By considering cannibalization, a manager gets a more accurate picture of a location’s true catchment area, because the effect of other branches and competitors is taken into account.

We’ve released a major update of our location analytics platform TargomoLOOP: Businesses can now examine whether a new branch would cannibalize the catchment areas of existing locations. They can also see how rival locations could affect the potential customer base of own branches in the same area.

In the retail industry, for example, branches of the same chain sometimes compete against one another when they are located close to each other and catchment areas overlap. This effect is known as cannibalization, but the same principle also applies to the impact of competitors nearby.

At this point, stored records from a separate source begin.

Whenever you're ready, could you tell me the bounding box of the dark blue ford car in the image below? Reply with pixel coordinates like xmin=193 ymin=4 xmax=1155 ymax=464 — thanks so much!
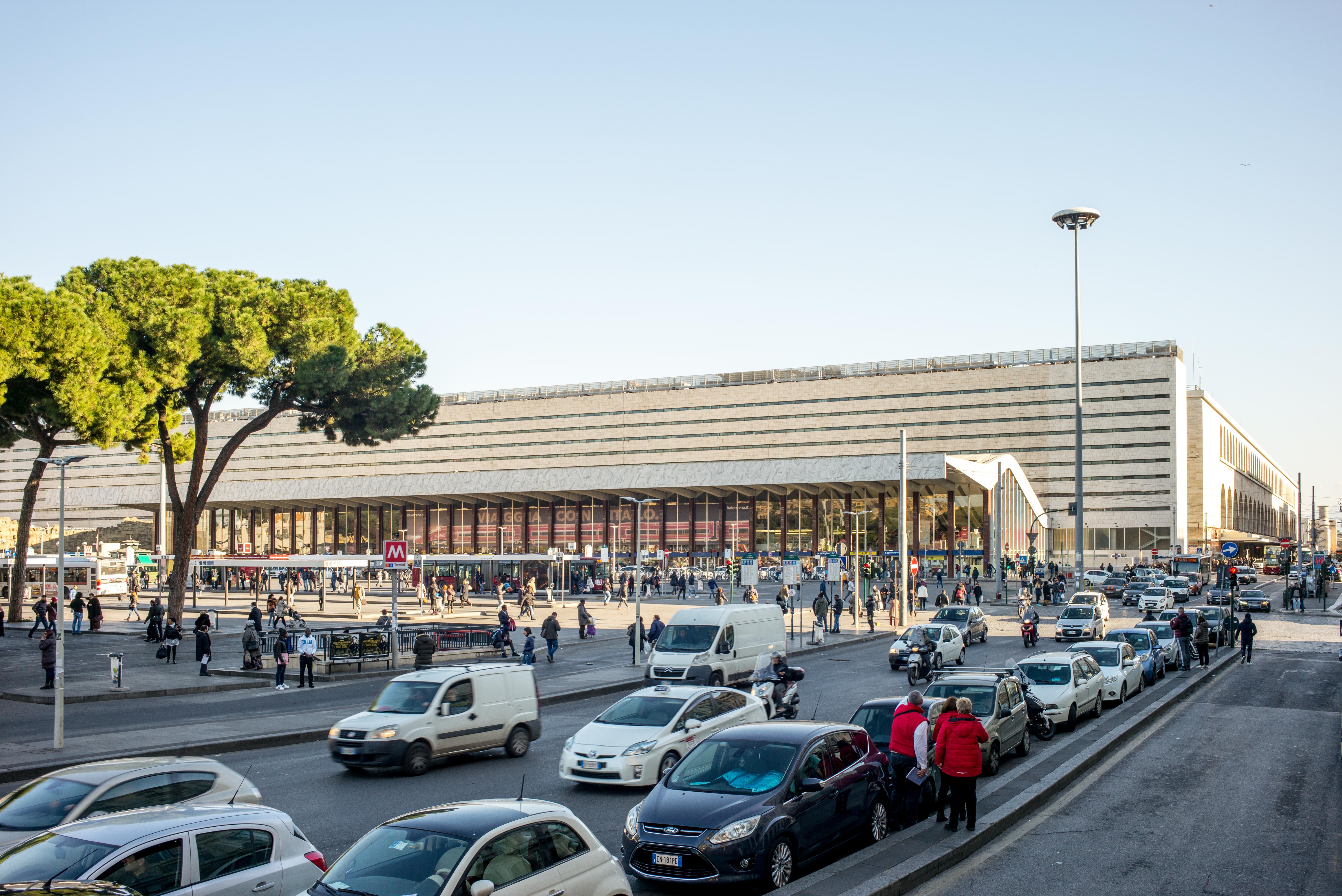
xmin=620 ymin=722 xmax=890 ymax=887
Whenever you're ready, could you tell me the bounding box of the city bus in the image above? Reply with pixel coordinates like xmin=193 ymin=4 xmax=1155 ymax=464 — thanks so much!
xmin=0 ymin=554 xmax=126 ymax=597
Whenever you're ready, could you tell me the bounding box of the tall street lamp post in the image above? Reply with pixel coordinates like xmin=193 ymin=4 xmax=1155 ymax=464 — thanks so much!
xmin=611 ymin=495 xmax=658 ymax=665
xmin=1053 ymin=208 xmax=1099 ymax=575
xmin=38 ymin=456 xmax=87 ymax=750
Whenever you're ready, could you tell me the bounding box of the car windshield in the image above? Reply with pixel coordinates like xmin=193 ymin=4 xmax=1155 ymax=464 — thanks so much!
xmin=848 ymin=707 xmax=895 ymax=746
xmin=0 ymin=830 xmax=115 ymax=883
xmin=322 ymin=826 xmax=475 ymax=896
xmin=368 ymin=681 xmax=440 ymax=715
xmin=1020 ymin=663 xmax=1072 ymax=684
xmin=1071 ymin=646 xmax=1118 ymax=665
xmin=596 ymin=696 xmax=684 ymax=728
xmin=923 ymin=681 xmax=997 ymax=716
xmin=1104 ymin=632 xmax=1151 ymax=650
xmin=658 ymin=625 xmax=718 ymax=653
xmin=0 ymin=778 xmax=93 ymax=830
xmin=667 ymin=738 xmax=797 ymax=794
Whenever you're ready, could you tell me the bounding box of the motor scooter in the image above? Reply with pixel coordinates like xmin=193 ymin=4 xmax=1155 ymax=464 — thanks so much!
xmin=750 ymin=653 xmax=807 ymax=719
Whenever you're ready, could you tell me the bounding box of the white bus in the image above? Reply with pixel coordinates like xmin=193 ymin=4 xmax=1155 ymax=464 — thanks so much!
xmin=0 ymin=554 xmax=126 ymax=598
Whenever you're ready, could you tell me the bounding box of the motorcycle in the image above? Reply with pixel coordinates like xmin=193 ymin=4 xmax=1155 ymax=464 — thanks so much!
xmin=1021 ymin=680 xmax=1057 ymax=740
xmin=750 ymin=653 xmax=807 ymax=719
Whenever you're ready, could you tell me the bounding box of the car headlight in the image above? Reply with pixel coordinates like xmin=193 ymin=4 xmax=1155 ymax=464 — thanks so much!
xmin=709 ymin=815 xmax=759 ymax=844
xmin=620 ymin=740 xmax=658 ymax=756
xmin=624 ymin=802 xmax=643 ymax=840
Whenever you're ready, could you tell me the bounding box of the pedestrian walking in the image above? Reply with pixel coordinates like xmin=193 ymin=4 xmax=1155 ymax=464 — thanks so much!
xmin=541 ymin=610 xmax=560 ymax=663
xmin=70 ymin=591 xmax=86 ymax=635
xmin=1240 ymin=613 xmax=1258 ymax=665
xmin=937 ymin=698 xmax=988 ymax=830
xmin=624 ymin=616 xmax=648 ymax=663
xmin=160 ymin=616 xmax=181 ymax=665
xmin=298 ymin=628 xmax=318 ymax=690
xmin=28 ymin=597 xmax=51 ymax=637
xmin=271 ymin=628 xmax=289 ymax=691
xmin=38 ymin=630 xmax=56 ymax=691
xmin=890 ymin=691 xmax=927 ymax=830
xmin=196 ymin=621 xmax=211 ymax=677
xmin=1193 ymin=613 xmax=1212 ymax=669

All these surrounding locations have an effect on the number of people that is expected to visit a store. Calculating the impact of these locations is now possible in location analytics platform TargomoLOOP with a new feature called – surprise, surprise – cannibalization.

When cannibalization matters for business

Although reality is more complex, the assumption behind cannibalization analysis is that a person only visits one location and is not counted twice or more when catchment areas overlap. Cannibalization analysis is especially relevant for the uses case where a consumer only buys products in either shop A or shop B. It also applies to the business of micro fulfillment centers, for example, when online grocery shops instantly deliver goods to the buyer’s home, or when restaurants bring their meals to people living in the immediate vicinity.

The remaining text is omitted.